ИОСИФ БРОДСКИЙ: «ПОЭТ – ЭТО ОТ БОГА»

| Номер: Июнь 2015

Иосиф БродскийОн родился и жил в Ленинграде, эмигрировал в Америку, похоронен в Венеции. 24 мая Иосифу Бродскому – одному из самых мудрых, необычных и знаменитых поэтов второй половины ХХ века – исполнилось бы 75 лет.

Судья: Чем вы занимаетесь?
Бродский: Пишу стихи. Перевожу. Я полагаю…
Судья: Никаких «я полагаю». Стойте как следует! Не прислоняйтесь к стенам! Смотрите на суд! Отвечайте суду как следует! … Ваш трудовой стаж?
Бродский: Примерно…
Судья: Нас не интересует «примерно»!
Бродский: Пять лет.
Судья: Где вы работали?
Бродский: На заводе. В геологических партиях…
Судья: Сколько вы работали на заводе?
Бродский: Год.
Судья: Кем?
Бродский: Фрезеровщиком.
Судья: А вообще какая ваша специальность?
Бродский: Поэт. Поэт-переводчик.
Судья: А кто это признал, что вы поэт? Кто причислил вас к поэтам?
Бродский: Никто. (Без вызова). А кто причислил меня к роду человеческому?
Судья: А вы учились этому?
Бродский: Чему?
Судья: Чтобы быть поэтом? Не пытались кончить вуз, где готовят… где учат…
Бродский: Я не думал, что это дается образованием.
Судья: А чем же?
Бродский: Я думаю, это… (растерянно)… от Бога…
Судья: У вас есть ходатайства к суду?
Бродский: Я хотел бы знать, за что меня арестовали.
Судья: Это вопрос, а не ходатайство.
Бродский: Тогда у меня ходатайства нет…
(Заседание суда Дзержинского района города Ленинграда, судья Савельева, 18.02.1964 г.)

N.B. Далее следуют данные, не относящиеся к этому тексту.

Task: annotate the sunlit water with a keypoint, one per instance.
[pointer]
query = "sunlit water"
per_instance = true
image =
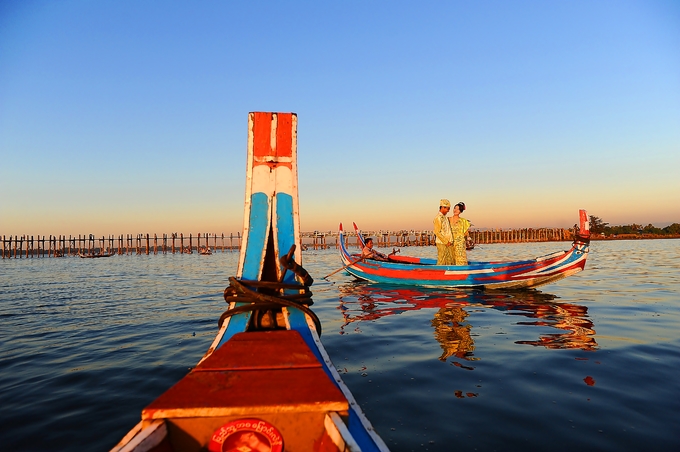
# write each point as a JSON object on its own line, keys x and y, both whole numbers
{"x": 590, "y": 362}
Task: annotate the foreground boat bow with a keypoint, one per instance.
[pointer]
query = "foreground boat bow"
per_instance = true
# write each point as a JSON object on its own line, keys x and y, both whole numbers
{"x": 266, "y": 382}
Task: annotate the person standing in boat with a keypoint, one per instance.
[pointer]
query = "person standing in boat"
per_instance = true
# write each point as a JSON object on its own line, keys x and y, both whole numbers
{"x": 369, "y": 253}
{"x": 443, "y": 234}
{"x": 460, "y": 228}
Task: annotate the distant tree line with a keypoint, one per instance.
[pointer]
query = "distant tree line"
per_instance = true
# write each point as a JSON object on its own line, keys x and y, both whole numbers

До острова Сан-Микеле, где похоронен Бродский, от набережной Фондаменте Нове рукой подать – пять минут на вапоретто. Рядом с лодочным причалом можно купить цветы – среди роз, бегоний и гиацинтов есть и ромашки, которые здесь, в Венеции, выглядят как-то особенно трогательно. В голубых водах лагуны восемь лет назад установили памятник, хорошо видный с берега – Вергилий указывает Данте на остров Сан-Микеле, последнее пристанище Поэта. Лодка причаливает. Еще несколько минут мимо надгробий венецианской знати, мраморных мемориалов, ангелов, столетия склоняющих головы, мимо вечнозеленых пиний. Потом чуть левее – и вот светлая обычная плита, где только имя – по-русски и по-английски – и даты, из которых следует, что земной жизни ушедшему было отпущено неполных 56 лет. Дальше начиналась вечность.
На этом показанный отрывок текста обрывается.